Second, DTMF issues are almost always a result of a CUCM issue, and not UCCX.  You see, UCCX can only send and receive DTMF via CTI over it's connection to CUCM, and that's pretty static.  What isn't static, are the various ways in which calls arrive to CUCM, from different PSTN gateways, IP Phones, analog gateways, MTPs and XCODERs.  Even within the category of PSTN Gateways, if it's SIP, you could have a mix of DTMF features coming in.  It's CUCM's job to broker the connection between these two, and sometimes it can't.

As far as proving whether or not UCCX is receiving the digits or not, you'd need to be able to either recreate the failure scenario, or get the exact call details of someone who had the problem, and then you can use my method described here to check for DTMF being received or not from CUCM to UCCX.  If you see it in these logs, then it was sent to UCCX and then the problem is with UCCX and likely a software defect, and not likely configuration.  Unless you're running out of Cisco Media Channels (you should have 10% more than you have CTI Ports).

As far as proving that the caller's device (E.g., IP Phone or PSTN gateway) sent you DTMF, you'd first need to figure out how the DTMF is being sent, because it will either go via the audio tones (MTP/XCODE), go via RTP with payload type of 101 to a media resource (MTP/XCODE), or go via signaling protocol (SIP, SCCP, MGCP) to CUCM.  Once you know that, then you know where to look to see the digits flowing from one end to the other.  For this task, you'll want to pull CUCM CallManager traces from RTMT and then look at them in TranslatorX. 

UrbanPeasant
Level 1
Level 1

Do you have an option 1? Does that work?
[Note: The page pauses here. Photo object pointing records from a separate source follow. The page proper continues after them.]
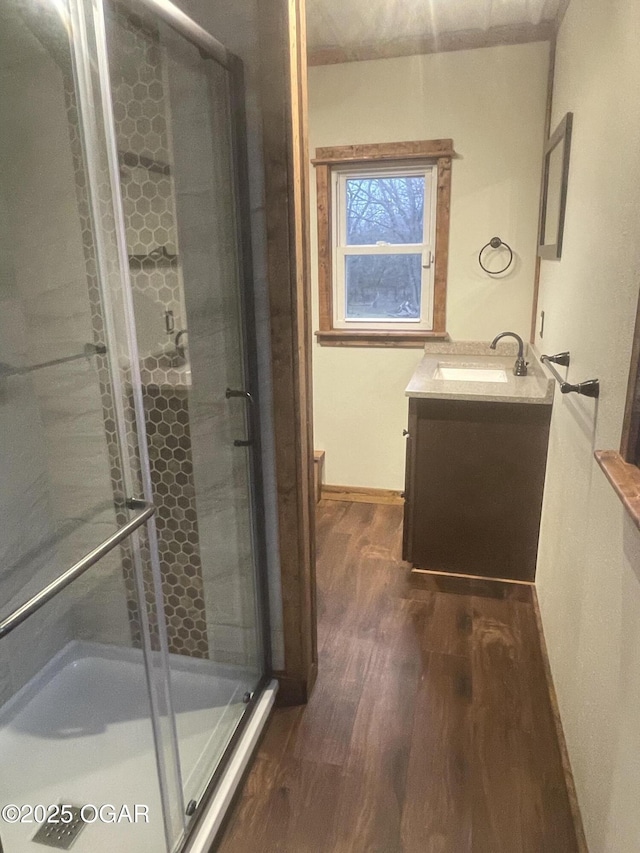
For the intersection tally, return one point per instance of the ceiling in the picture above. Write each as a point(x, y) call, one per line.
point(344, 25)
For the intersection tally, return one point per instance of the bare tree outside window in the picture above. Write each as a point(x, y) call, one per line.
point(384, 211)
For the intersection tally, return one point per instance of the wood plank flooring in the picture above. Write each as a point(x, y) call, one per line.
point(430, 728)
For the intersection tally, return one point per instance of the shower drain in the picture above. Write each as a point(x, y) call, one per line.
point(61, 835)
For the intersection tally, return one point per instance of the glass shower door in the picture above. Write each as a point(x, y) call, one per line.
point(82, 698)
point(176, 110)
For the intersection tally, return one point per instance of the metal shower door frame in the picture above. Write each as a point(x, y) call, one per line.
point(97, 88)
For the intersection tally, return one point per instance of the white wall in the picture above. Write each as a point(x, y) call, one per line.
point(589, 563)
point(491, 102)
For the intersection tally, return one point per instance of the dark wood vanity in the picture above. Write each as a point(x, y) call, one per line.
point(474, 479)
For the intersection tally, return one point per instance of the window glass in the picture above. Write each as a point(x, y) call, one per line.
point(383, 286)
point(385, 209)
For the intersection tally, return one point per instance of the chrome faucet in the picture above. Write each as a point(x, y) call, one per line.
point(520, 367)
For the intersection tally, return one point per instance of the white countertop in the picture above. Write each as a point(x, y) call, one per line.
point(536, 387)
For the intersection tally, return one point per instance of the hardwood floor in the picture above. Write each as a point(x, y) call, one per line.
point(430, 728)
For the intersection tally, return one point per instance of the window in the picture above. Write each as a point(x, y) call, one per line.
point(383, 216)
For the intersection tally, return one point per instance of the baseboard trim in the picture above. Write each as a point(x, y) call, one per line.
point(293, 690)
point(562, 743)
point(459, 584)
point(362, 494)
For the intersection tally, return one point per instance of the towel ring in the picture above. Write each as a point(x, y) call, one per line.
point(495, 243)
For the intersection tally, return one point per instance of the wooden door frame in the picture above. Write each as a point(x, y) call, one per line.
point(284, 110)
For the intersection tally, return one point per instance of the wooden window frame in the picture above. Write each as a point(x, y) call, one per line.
point(434, 152)
point(621, 467)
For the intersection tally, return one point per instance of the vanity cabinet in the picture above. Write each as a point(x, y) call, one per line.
point(473, 486)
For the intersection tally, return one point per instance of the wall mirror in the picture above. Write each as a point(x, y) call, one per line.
point(554, 190)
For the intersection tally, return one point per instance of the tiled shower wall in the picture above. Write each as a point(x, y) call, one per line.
point(140, 104)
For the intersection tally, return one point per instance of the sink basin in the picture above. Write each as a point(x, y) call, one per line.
point(470, 373)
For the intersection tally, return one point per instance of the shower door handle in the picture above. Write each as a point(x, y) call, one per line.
point(246, 395)
point(20, 614)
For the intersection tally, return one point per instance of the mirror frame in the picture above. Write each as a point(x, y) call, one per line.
point(561, 136)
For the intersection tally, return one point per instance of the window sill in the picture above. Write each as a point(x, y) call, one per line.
point(625, 479)
point(377, 338)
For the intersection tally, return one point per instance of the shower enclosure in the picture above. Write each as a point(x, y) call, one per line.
point(133, 625)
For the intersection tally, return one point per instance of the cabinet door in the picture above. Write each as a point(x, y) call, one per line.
point(409, 480)
point(475, 491)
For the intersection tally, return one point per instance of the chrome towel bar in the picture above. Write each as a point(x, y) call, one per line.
point(18, 616)
point(589, 388)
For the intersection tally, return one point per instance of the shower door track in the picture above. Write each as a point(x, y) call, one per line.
point(227, 774)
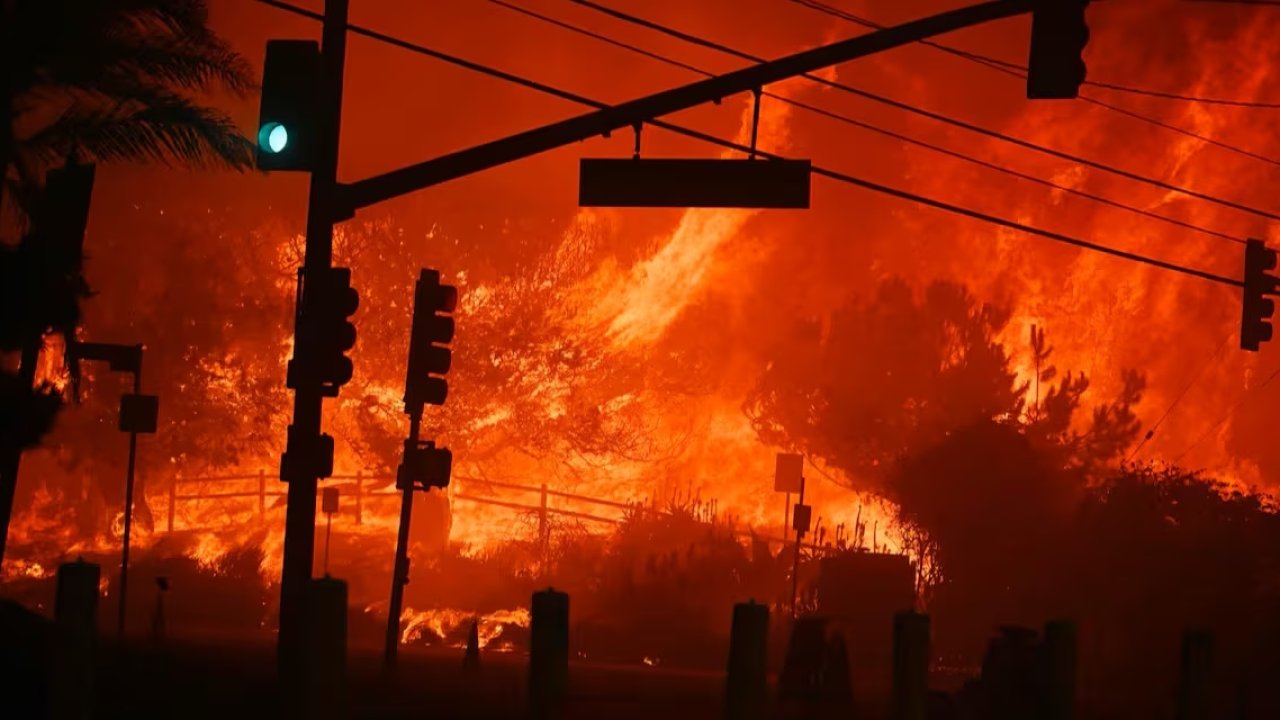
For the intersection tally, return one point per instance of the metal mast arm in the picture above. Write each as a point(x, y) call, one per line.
point(453, 165)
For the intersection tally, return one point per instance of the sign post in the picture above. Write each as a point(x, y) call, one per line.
point(786, 479)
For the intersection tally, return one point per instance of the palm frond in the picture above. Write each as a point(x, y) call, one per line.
point(165, 41)
point(167, 128)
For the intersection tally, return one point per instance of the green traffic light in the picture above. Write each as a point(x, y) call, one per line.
point(273, 137)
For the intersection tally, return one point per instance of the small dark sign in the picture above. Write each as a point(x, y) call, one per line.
point(138, 413)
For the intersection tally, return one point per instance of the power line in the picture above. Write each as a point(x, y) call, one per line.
point(1020, 72)
point(1248, 395)
point(938, 117)
point(871, 127)
point(1187, 388)
point(865, 22)
point(814, 169)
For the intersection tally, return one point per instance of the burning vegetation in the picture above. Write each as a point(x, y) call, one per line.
point(1020, 419)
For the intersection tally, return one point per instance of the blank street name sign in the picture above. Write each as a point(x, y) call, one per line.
point(677, 182)
point(786, 474)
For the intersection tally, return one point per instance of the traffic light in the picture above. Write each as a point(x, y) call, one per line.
point(306, 456)
point(289, 108)
point(1256, 308)
point(1059, 35)
point(433, 328)
point(325, 332)
point(424, 466)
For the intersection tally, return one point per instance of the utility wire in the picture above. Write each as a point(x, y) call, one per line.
point(1020, 72)
point(814, 169)
point(1187, 388)
point(931, 114)
point(1248, 395)
point(865, 22)
point(871, 127)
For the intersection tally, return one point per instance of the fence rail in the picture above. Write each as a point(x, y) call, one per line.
point(357, 486)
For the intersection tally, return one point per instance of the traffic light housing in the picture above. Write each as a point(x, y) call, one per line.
point(424, 466)
point(1256, 309)
point(306, 456)
point(429, 359)
point(1059, 33)
point(325, 332)
point(288, 114)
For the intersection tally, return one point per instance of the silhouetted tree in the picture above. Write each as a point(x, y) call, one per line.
point(113, 80)
point(110, 80)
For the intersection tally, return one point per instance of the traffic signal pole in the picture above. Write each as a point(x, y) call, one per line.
point(122, 610)
point(400, 570)
point(307, 400)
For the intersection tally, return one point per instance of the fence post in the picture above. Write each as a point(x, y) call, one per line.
point(746, 679)
point(543, 529)
point(173, 499)
point(1194, 677)
point(548, 654)
point(910, 666)
point(74, 641)
point(360, 496)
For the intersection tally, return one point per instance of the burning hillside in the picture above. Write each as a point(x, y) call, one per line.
point(613, 360)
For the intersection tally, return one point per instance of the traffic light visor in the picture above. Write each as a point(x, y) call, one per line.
point(274, 137)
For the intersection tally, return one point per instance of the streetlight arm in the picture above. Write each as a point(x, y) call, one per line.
point(453, 165)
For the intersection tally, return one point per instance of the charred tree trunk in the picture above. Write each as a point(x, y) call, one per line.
point(10, 450)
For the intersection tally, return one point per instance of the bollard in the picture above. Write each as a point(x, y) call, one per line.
point(837, 689)
point(327, 648)
point(1010, 671)
point(910, 691)
point(800, 679)
point(471, 657)
point(76, 639)
point(548, 652)
point(1057, 666)
point(1193, 682)
point(746, 678)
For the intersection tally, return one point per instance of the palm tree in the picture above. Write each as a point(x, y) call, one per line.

I bet it's not a DTMF failure.

I had something very similar to this a couple of weeks back. Turned out to be my ITSP gateway negotiating with my CUBE and settling on fax for the call, when it wasn't a fax call. I had to change my voice service to stop the ITSP forcing us down a fax route when it was no such thing.

Their gateway forwarded a re-INVITE with SDP with “a=silenceSupp:off - - - -“ header, meaning they wanted fax.
Our voice service was configured with fallback to pass-through with the same codec as in the incoming mid-call INVITE (G.711alaw), so the CUBE treated the mid-call INVITE as a fax INVITE, meaning that while providing an answer, no DTMF details will be sent. So our response (200 OK), does not contain the RTP-NTE parameter as part of the SDP.
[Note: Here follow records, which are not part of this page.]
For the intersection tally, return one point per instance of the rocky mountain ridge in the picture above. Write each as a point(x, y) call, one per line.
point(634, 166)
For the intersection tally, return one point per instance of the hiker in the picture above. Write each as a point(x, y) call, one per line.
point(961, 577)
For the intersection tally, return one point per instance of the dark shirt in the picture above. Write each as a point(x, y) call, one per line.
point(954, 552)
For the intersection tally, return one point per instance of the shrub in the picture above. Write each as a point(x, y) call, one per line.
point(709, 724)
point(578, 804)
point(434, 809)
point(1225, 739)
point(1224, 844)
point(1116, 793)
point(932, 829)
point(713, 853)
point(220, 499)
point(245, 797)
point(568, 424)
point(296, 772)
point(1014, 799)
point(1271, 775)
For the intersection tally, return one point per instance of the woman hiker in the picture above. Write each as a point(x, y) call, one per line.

fax protocol t38 version 0 ls-redundancy 0 hs-redundancy 0 fallback none (previously fallback g711alaw)

You'll end up seeing this in debug ccsip messages, but it's a keen eye that going to find it. Our support partner (CCIEs) had to back the problem off to TAC. No discredit to our partner, this is properly in-the-weeds stuff. 
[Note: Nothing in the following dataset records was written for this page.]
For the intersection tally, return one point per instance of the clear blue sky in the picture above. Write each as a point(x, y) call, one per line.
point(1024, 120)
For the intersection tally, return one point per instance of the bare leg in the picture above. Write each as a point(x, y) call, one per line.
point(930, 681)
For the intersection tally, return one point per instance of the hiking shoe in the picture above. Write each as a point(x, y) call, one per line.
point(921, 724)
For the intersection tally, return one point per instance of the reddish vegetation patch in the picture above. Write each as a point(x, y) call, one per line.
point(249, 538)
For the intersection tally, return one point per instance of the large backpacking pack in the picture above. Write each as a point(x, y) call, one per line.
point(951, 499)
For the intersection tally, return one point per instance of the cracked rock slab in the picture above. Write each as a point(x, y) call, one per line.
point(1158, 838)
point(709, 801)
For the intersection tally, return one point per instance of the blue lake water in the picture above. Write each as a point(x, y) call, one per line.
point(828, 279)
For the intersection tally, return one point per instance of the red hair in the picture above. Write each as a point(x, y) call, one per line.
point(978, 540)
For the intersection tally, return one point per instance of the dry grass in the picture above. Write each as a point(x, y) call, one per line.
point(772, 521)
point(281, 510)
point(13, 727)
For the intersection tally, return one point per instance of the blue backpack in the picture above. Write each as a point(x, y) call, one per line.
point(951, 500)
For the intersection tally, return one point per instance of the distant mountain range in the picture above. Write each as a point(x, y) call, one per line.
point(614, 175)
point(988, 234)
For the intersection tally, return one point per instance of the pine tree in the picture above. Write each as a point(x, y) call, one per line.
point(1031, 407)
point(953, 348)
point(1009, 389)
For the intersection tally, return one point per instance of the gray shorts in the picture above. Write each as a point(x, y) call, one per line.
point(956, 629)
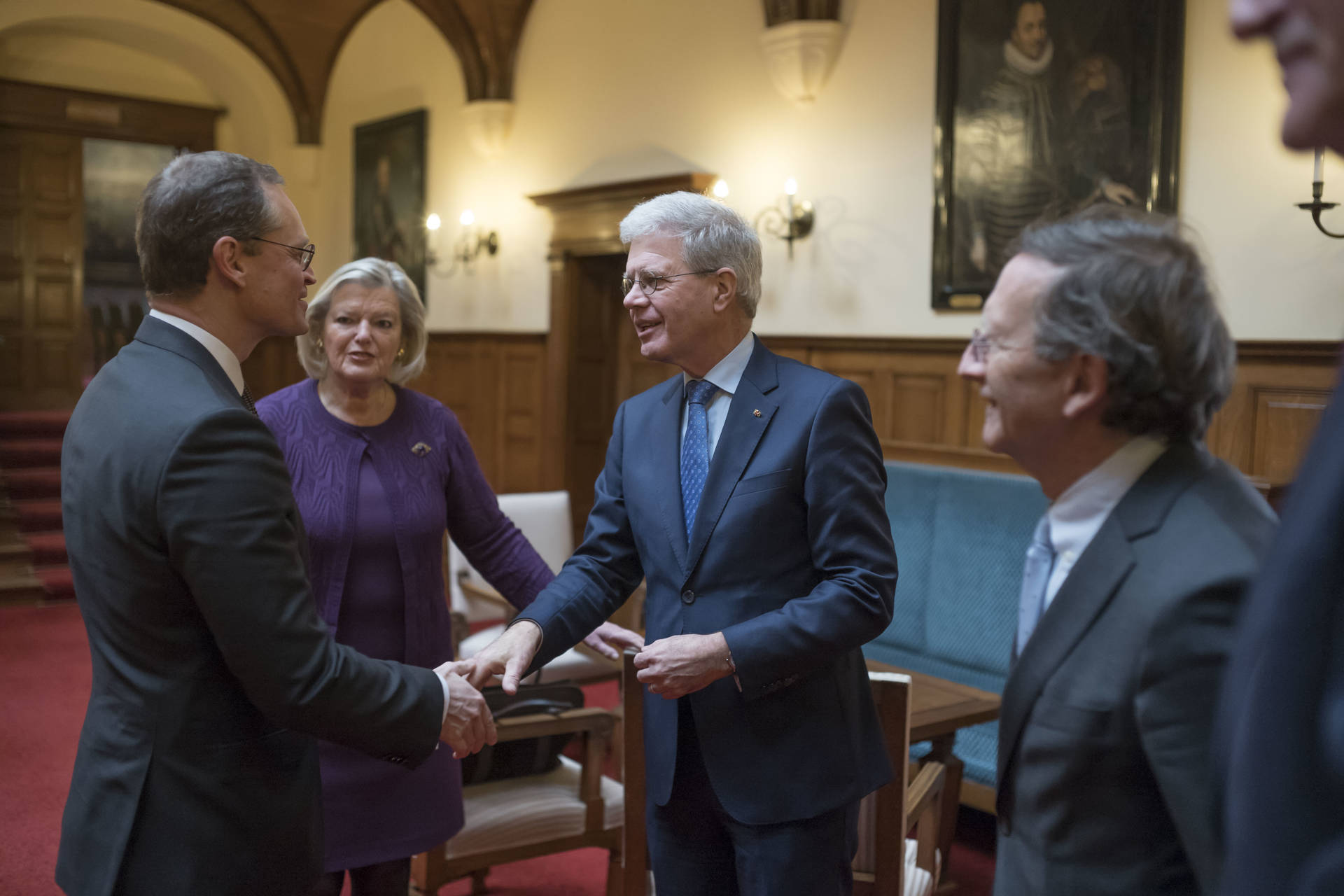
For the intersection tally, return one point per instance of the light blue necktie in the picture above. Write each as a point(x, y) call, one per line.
point(1035, 580)
point(695, 449)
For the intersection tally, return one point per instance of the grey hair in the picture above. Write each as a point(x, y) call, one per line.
point(1135, 293)
point(188, 206)
point(713, 237)
point(371, 273)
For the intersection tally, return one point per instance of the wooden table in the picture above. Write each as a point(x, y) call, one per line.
point(937, 708)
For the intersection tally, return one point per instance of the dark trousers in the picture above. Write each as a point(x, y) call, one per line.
point(698, 849)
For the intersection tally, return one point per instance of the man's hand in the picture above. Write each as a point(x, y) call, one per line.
point(683, 664)
point(468, 724)
point(610, 640)
point(510, 656)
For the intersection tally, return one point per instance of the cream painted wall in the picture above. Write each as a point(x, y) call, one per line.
point(615, 89)
point(619, 89)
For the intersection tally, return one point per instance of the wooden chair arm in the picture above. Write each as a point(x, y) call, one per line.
point(924, 792)
point(588, 719)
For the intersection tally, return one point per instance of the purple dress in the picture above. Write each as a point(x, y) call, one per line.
point(375, 501)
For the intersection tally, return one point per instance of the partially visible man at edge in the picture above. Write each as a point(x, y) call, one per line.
point(1101, 360)
point(213, 675)
point(1281, 723)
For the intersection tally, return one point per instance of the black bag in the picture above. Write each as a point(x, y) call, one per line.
point(519, 758)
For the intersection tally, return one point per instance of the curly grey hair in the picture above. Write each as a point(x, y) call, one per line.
point(371, 273)
point(1136, 293)
point(713, 237)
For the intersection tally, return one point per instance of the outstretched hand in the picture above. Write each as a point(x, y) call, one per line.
point(468, 724)
point(508, 656)
point(610, 640)
point(683, 664)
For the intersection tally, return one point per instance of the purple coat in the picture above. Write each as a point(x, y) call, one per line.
point(430, 479)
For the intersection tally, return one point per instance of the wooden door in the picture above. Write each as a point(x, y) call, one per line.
point(41, 270)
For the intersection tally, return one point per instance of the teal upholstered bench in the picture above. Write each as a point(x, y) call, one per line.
point(961, 538)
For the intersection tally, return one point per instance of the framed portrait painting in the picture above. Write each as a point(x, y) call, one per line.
point(1046, 108)
point(390, 192)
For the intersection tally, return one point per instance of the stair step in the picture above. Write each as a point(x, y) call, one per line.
point(26, 453)
point(22, 590)
point(36, 514)
point(46, 548)
point(33, 424)
point(33, 482)
point(57, 583)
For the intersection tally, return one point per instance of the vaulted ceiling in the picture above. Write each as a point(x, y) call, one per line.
point(299, 42)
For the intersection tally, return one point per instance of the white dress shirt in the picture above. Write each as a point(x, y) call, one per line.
point(220, 352)
point(234, 368)
point(726, 375)
point(1078, 514)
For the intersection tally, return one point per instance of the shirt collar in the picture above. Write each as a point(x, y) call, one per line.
point(211, 343)
point(729, 371)
point(1078, 514)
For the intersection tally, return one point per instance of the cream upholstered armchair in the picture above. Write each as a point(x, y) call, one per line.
point(889, 862)
point(515, 818)
point(545, 519)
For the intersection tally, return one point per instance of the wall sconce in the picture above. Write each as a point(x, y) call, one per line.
point(467, 248)
point(792, 222)
point(1316, 206)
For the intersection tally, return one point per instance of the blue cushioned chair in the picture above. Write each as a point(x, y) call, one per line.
point(961, 536)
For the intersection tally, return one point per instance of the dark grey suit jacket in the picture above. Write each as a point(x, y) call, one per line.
point(1105, 783)
point(197, 770)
Might help you, might not. 

Best

Nathan.

 

Sorry for the delay,  that is really interesting and must've been a pain to pin down.  Was it intermittent for you or more of a constant?  I have reached out to my end users about this and asked them about option 1 - unfortunately they are slow to respond.   Now when troubleshooting, was there a way of it trying to force the issue?  Did you make an IVR for testing?  We currently have our gateways being managed by a third party so I want try to have something to really get some logs.  Now that you do see the debug ccsip, is there another log that we could see that could be a sign that is the issue?